If you find yourself in a hole, the first thing to do is stop digging.
Never smack a man who's chewing tobacco.
It don't take a genius to spot a goat in a flock of sheep.
Never ask a barber if he thinks you need a haircut.
Never follow good whiskey with water, unless you're out of good whiskey.
Good judgment comes from experience, and a lot of that comes from bad judgment.
Always drink upstream from the herd.
Never drop your gun to hug a grizzly.
If you're riding ahead of the herd, take a look back every now and then to make sure it's still there.
When you give a lesson in meanness to a critter or a person, don't be surprised if they learn their lesson.
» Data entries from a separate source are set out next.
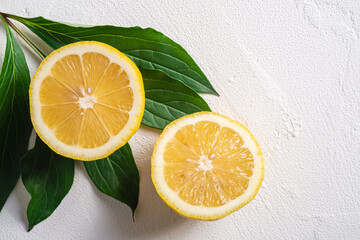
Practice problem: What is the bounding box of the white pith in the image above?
[152,112,264,220]
[30,42,145,160]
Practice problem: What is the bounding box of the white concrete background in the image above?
[0,0,360,239]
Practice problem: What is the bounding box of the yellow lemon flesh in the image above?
[151,112,264,220]
[30,41,145,160]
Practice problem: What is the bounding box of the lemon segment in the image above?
[30,41,145,160]
[151,112,264,220]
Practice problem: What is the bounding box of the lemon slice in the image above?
[151,112,264,220]
[30,41,145,160]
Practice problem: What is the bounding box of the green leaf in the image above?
[140,68,211,129]
[9,15,217,95]
[0,15,32,211]
[21,138,75,231]
[84,143,139,213]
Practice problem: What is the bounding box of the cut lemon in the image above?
[30,41,145,160]
[151,112,264,220]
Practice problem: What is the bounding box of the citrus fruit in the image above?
[151,112,264,220]
[29,41,145,160]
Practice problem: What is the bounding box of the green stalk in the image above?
[0,12,46,60]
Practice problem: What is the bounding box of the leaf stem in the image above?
[0,12,46,59]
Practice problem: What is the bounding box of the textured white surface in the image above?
[0,0,360,239]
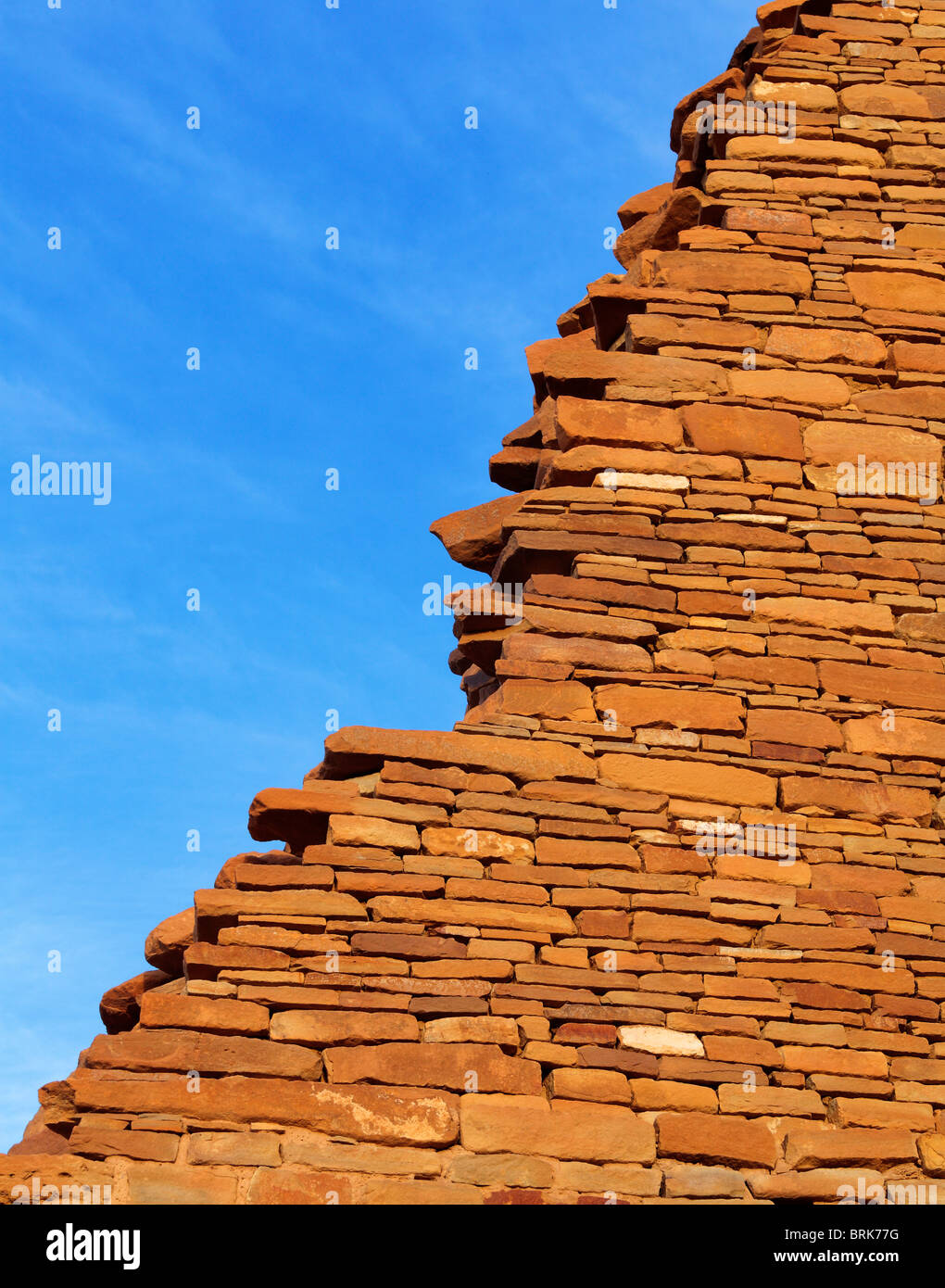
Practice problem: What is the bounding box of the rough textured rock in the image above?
[0,0,945,1206]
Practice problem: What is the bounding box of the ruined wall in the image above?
[0,0,945,1205]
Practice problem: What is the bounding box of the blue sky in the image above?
[0,0,753,1149]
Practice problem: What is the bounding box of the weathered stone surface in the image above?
[145,908,193,975]
[460,1095,655,1163]
[10,0,945,1206]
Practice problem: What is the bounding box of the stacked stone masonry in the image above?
[0,0,945,1205]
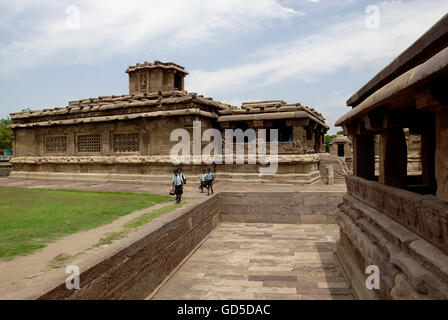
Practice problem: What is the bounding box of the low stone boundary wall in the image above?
[220,191,345,224]
[0,165,12,177]
[39,195,220,300]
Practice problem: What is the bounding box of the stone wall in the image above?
[0,165,12,177]
[39,195,220,300]
[337,176,448,299]
[220,191,344,224]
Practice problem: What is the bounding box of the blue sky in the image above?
[0,0,448,132]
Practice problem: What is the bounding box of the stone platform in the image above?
[148,222,353,300]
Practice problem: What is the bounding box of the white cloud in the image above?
[189,0,448,95]
[0,0,302,72]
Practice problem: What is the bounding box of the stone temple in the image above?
[336,15,448,300]
[10,61,328,184]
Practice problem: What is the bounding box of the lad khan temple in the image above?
[2,16,448,299]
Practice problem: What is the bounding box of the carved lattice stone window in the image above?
[45,136,67,153]
[78,134,101,153]
[113,133,140,152]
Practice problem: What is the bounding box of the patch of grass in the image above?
[0,187,172,260]
[95,203,182,247]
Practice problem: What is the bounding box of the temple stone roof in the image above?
[330,134,352,144]
[126,60,188,75]
[218,100,325,122]
[11,90,231,124]
[9,94,328,128]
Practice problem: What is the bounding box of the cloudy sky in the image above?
[0,0,448,132]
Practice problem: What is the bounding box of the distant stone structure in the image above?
[330,134,353,170]
[336,15,448,299]
[10,61,328,184]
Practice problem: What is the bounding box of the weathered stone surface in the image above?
[337,177,448,299]
[220,192,344,224]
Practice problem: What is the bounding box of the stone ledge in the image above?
[338,195,448,299]
[346,176,448,254]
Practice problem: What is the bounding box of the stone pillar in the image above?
[325,166,334,185]
[379,129,408,188]
[292,126,307,154]
[420,126,436,192]
[435,112,448,201]
[353,135,375,180]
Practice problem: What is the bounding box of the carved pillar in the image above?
[379,128,408,188]
[353,135,375,180]
[292,127,307,154]
[435,112,448,201]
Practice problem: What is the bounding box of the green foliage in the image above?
[325,135,334,152]
[0,119,12,150]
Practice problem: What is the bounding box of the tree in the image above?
[0,119,12,150]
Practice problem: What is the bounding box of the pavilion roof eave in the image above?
[335,48,448,127]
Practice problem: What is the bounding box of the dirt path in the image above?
[0,200,197,299]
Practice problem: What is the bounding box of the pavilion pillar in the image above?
[353,135,375,180]
[421,126,437,192]
[379,128,408,188]
[435,112,448,201]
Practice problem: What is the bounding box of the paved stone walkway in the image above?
[148,223,353,300]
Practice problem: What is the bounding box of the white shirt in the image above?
[173,175,182,186]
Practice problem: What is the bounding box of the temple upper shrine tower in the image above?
[126,60,188,94]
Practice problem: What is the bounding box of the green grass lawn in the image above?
[0,187,172,260]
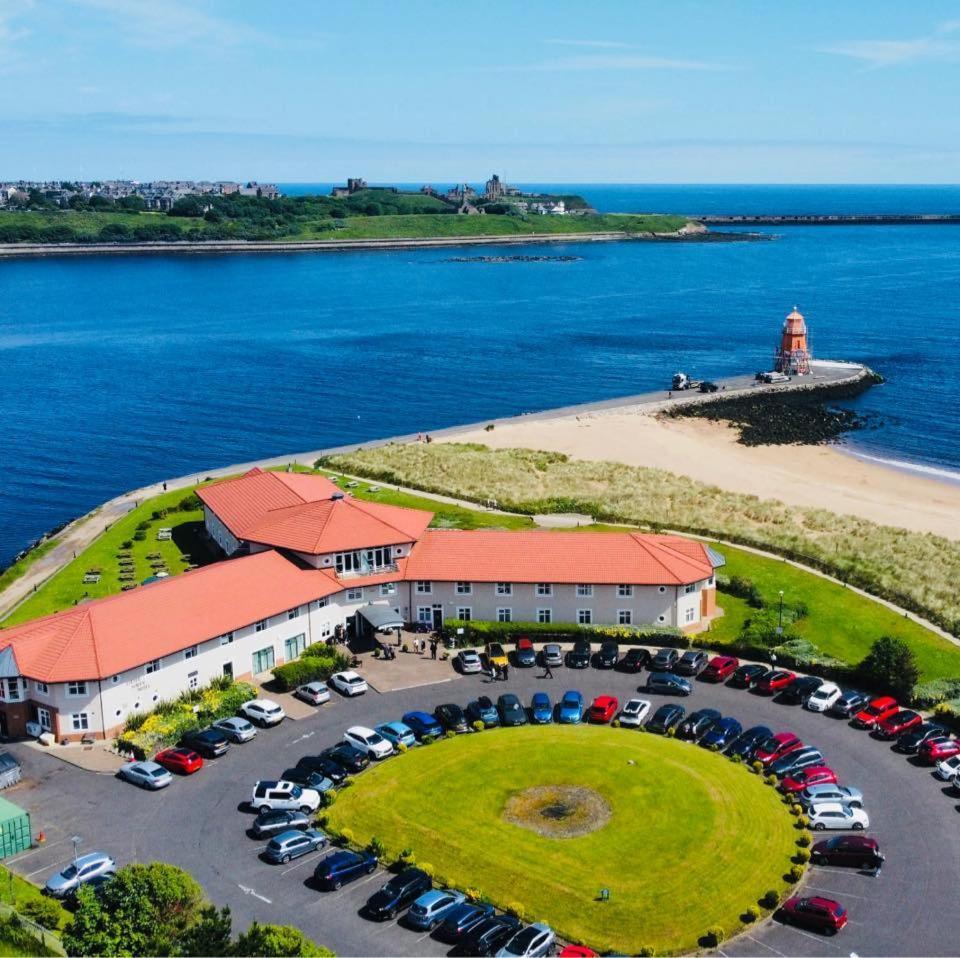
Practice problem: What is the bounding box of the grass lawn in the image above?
[329,726,798,954]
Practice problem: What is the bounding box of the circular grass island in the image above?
[328,725,798,954]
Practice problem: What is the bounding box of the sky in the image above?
[0,0,960,184]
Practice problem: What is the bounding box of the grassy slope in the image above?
[330,726,797,954]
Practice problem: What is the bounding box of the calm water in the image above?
[0,187,960,564]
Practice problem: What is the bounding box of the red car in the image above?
[588,695,620,722]
[780,765,837,794]
[153,748,203,775]
[700,655,740,682]
[753,732,803,765]
[754,669,796,695]
[851,695,900,728]
[781,895,847,935]
[919,735,960,765]
[876,709,923,738]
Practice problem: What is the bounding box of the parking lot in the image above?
[5,652,960,956]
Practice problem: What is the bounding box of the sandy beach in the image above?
[443,407,960,539]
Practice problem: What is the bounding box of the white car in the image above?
[343,725,393,758]
[805,682,843,712]
[807,802,870,832]
[240,699,287,728]
[293,682,330,705]
[617,699,650,726]
[330,672,367,696]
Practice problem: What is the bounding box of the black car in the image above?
[567,639,590,669]
[617,646,650,672]
[497,692,527,726]
[250,808,312,838]
[320,742,370,775]
[454,915,520,955]
[366,868,433,921]
[673,649,710,675]
[180,728,230,758]
[297,755,347,785]
[777,675,824,705]
[727,664,767,689]
[647,702,684,735]
[433,702,470,732]
[597,639,620,669]
[648,649,680,672]
[727,725,773,762]
[677,709,720,742]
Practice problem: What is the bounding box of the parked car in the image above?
[700,715,743,751]
[530,692,553,725]
[365,868,433,921]
[153,747,203,775]
[210,715,257,744]
[117,762,173,792]
[497,692,527,728]
[263,828,327,865]
[250,806,310,838]
[313,850,377,891]
[239,699,287,728]
[180,726,230,758]
[851,695,899,729]
[677,709,720,742]
[727,663,767,689]
[467,695,500,728]
[497,921,556,958]
[619,699,651,728]
[647,702,684,735]
[803,682,843,712]
[330,670,367,698]
[829,689,870,718]
[402,711,443,741]
[406,888,466,931]
[597,639,620,669]
[43,856,116,898]
[455,649,483,675]
[673,649,710,676]
[293,682,330,705]
[753,669,796,695]
[810,835,886,869]
[780,895,847,935]
[250,779,320,812]
[700,655,740,682]
[433,702,470,732]
[559,689,583,725]
[637,672,693,696]
[874,709,923,739]
[807,802,870,832]
[567,639,590,669]
[649,649,680,672]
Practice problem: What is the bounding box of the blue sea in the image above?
[0,184,960,565]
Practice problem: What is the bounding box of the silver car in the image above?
[117,762,173,791]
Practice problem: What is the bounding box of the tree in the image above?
[858,635,920,702]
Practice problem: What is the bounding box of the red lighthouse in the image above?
[773,306,810,376]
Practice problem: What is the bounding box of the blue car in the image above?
[700,718,743,749]
[530,692,553,725]
[560,689,583,725]
[374,722,417,748]
[403,712,443,739]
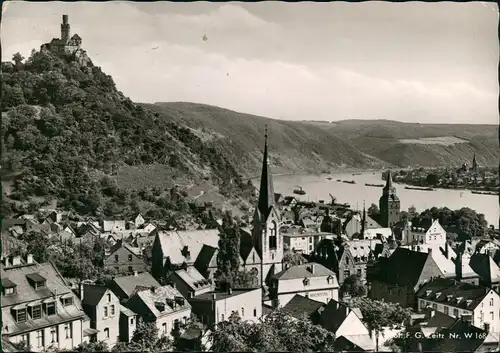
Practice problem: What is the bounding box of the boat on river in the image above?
[405,186,434,191]
[293,185,306,195]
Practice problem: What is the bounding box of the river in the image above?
[274,172,500,227]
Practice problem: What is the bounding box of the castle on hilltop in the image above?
[41,15,89,64]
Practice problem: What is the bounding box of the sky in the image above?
[1,1,499,124]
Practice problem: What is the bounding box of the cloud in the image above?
[2,2,498,123]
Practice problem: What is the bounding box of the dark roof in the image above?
[113,272,161,297]
[82,285,108,306]
[26,272,46,282]
[320,299,361,333]
[376,248,443,287]
[282,294,326,319]
[416,278,490,310]
[189,288,258,301]
[194,244,217,273]
[469,253,500,283]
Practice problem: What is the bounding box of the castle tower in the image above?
[252,127,283,284]
[379,169,401,228]
[61,15,71,43]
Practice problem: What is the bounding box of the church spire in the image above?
[258,125,275,218]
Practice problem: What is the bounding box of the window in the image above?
[63,297,73,306]
[45,302,56,316]
[17,309,26,322]
[31,305,42,320]
[64,322,73,339]
[50,326,59,343]
[36,330,44,347]
[21,333,30,346]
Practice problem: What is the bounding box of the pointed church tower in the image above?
[252,126,283,284]
[472,153,478,173]
[379,169,401,228]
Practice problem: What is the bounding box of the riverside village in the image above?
[1,11,500,352]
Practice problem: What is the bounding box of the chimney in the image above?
[12,256,21,266]
[455,250,462,281]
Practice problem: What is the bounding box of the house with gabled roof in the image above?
[318,300,375,352]
[417,278,500,332]
[104,240,147,274]
[269,263,339,307]
[124,285,191,337]
[80,284,120,348]
[108,272,160,301]
[1,255,93,352]
[169,266,214,299]
[370,247,444,308]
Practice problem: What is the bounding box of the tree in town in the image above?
[340,274,366,297]
[351,297,411,351]
[74,341,109,353]
[367,203,380,218]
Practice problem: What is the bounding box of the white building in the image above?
[269,263,339,306]
[417,278,500,332]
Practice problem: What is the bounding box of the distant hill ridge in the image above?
[143,102,499,175]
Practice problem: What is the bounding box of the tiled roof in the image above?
[469,253,500,283]
[376,247,442,287]
[320,299,365,334]
[282,294,326,319]
[1,263,85,335]
[157,229,219,264]
[113,272,160,297]
[175,266,212,291]
[82,284,108,306]
[417,278,490,310]
[402,244,477,278]
[273,263,337,283]
[136,286,191,317]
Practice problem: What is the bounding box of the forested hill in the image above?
[144,102,499,175]
[1,50,245,215]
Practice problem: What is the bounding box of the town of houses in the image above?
[1,126,500,352]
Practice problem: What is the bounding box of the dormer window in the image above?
[2,278,17,296]
[26,273,47,290]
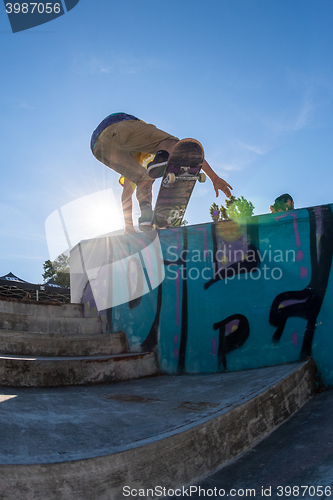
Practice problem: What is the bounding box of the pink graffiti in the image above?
[225,319,239,335]
[195,227,208,251]
[296,250,304,262]
[291,332,298,347]
[176,269,180,326]
[299,266,309,280]
[212,337,216,356]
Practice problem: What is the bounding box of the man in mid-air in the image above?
[90,113,232,228]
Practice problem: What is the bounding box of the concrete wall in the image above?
[72,205,333,385]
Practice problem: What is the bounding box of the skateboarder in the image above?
[90,113,232,226]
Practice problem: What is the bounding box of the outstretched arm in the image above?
[202,160,232,198]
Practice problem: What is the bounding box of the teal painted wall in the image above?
[83,205,333,385]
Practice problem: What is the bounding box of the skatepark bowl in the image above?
[0,205,333,500]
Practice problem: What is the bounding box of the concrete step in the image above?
[0,360,316,500]
[0,330,128,356]
[0,297,84,318]
[0,308,102,335]
[0,353,158,387]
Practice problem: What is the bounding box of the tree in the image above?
[209,196,254,222]
[42,254,70,288]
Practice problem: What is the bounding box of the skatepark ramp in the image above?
[0,299,158,387]
[0,360,316,500]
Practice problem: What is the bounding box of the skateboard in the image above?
[152,139,206,229]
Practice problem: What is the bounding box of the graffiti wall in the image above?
[71,205,333,385]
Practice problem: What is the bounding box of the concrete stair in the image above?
[0,299,158,387]
[0,360,316,500]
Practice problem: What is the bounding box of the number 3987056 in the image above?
[6,2,61,14]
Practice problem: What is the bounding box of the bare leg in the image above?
[121,179,134,233]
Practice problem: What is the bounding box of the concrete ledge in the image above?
[0,309,102,335]
[0,330,128,356]
[0,353,158,387]
[0,360,316,500]
[0,297,84,318]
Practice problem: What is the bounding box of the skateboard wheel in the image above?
[167,173,176,184]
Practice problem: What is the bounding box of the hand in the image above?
[212,176,232,198]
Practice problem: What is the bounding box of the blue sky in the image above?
[0,0,333,283]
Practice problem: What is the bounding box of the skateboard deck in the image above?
[152,139,206,228]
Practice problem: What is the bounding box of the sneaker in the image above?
[147,149,170,179]
[139,204,153,229]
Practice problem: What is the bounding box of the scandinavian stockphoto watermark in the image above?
[4,0,79,33]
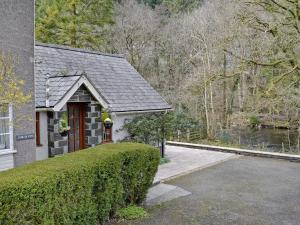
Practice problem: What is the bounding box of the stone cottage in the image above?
[34,44,171,159]
[0,0,36,171]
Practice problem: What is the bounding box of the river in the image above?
[217,128,300,154]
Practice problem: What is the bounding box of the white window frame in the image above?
[0,104,14,154]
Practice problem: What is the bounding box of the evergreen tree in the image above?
[36,0,113,49]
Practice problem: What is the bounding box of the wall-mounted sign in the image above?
[16,134,35,141]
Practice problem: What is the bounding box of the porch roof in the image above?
[35,44,171,112]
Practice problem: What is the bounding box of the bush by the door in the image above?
[0,143,159,224]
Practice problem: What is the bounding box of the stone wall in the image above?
[48,86,102,156]
[0,0,36,166]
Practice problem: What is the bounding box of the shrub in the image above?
[117,205,148,220]
[0,143,159,224]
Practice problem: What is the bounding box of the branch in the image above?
[224,49,284,66]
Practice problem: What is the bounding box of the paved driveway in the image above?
[154,145,237,183]
[139,157,300,225]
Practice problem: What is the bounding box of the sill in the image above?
[0,149,17,155]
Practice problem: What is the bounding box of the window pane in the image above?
[0,119,9,134]
[0,134,9,151]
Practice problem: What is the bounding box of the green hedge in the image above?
[0,143,159,225]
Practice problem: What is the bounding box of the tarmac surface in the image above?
[140,156,300,225]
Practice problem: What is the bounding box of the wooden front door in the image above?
[68,103,86,152]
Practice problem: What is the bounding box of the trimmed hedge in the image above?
[0,143,160,225]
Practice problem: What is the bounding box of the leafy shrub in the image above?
[117,205,148,220]
[0,143,159,224]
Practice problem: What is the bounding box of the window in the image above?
[35,112,41,146]
[0,105,13,151]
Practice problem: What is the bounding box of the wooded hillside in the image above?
[36,0,300,138]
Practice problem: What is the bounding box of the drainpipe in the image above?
[161,110,168,158]
[46,74,50,108]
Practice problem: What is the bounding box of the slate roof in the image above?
[48,75,80,107]
[35,44,171,112]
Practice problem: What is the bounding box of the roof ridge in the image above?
[35,42,124,58]
[49,74,83,79]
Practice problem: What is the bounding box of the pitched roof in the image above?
[35,44,171,112]
[48,76,80,107]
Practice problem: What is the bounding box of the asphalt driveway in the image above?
[138,157,300,225]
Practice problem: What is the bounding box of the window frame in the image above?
[0,104,14,154]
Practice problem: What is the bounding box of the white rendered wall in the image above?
[0,151,14,171]
[36,112,49,160]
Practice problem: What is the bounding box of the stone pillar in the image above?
[85,101,102,147]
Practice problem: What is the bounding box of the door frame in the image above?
[67,102,87,152]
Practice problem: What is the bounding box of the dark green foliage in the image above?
[123,110,200,144]
[0,143,159,224]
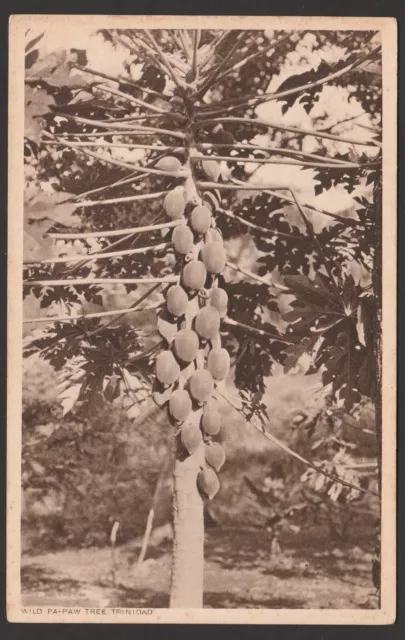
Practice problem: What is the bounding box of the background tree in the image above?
[24,30,381,607]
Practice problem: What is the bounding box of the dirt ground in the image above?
[21,528,378,609]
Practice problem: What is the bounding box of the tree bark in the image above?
[170,445,204,609]
[372,178,383,500]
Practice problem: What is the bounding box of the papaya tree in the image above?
[24,29,381,608]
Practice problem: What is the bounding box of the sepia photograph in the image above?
[7,15,397,624]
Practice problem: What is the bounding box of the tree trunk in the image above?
[170,445,204,609]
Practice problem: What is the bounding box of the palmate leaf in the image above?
[24,191,80,262]
[24,85,55,144]
[283,273,372,410]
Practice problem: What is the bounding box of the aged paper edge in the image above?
[7,14,397,625]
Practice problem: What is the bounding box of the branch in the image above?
[144,29,185,97]
[47,113,186,140]
[73,64,171,105]
[222,316,294,344]
[191,29,201,82]
[23,242,171,264]
[195,31,247,100]
[217,209,303,240]
[289,189,341,300]
[61,214,161,276]
[196,142,355,166]
[226,262,289,291]
[197,180,359,225]
[46,141,184,152]
[23,276,178,287]
[115,34,170,84]
[47,220,180,240]
[97,85,181,122]
[174,29,191,62]
[217,391,378,496]
[23,302,161,326]
[43,131,187,178]
[200,30,231,71]
[199,47,381,116]
[190,155,374,169]
[194,117,382,148]
[210,33,291,87]
[55,190,168,207]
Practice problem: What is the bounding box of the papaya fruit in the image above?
[169,389,192,422]
[172,224,194,256]
[195,307,221,340]
[163,187,186,220]
[216,129,235,144]
[189,369,214,402]
[173,329,200,362]
[201,242,226,274]
[207,228,224,244]
[155,156,181,171]
[181,260,207,291]
[190,205,212,234]
[201,400,221,436]
[197,467,220,500]
[166,284,188,318]
[210,287,228,318]
[180,425,202,456]
[156,351,179,385]
[204,442,226,471]
[207,349,231,380]
[201,160,221,182]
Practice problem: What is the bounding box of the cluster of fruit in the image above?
[156,160,230,499]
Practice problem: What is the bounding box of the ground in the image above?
[22,527,378,609]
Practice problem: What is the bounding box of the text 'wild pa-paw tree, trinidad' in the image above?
[24,29,381,608]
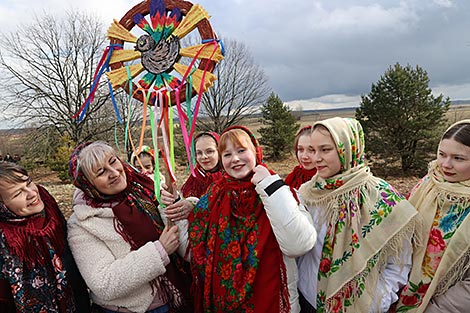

When you're throwing' your weight around, be ready to have it thrown around by somebody else.
Letting the cat out of the bag is a whole lot easier than putting it back in.
Always take a good look at what you're about to eat. It's not so important to know what it is, but it's critical to know what it was.
The quickest way to double your money is to fold it over and put it back in your pocket.
Never miss a good chance to shut up.
Never kick a fresh cow chip on a hot day.
I was thinking that women should put pictures of missing husbands on beer cans!
I was thinking about old age and decided that it is when you still have something on the ball but you are just too tired to bounce it.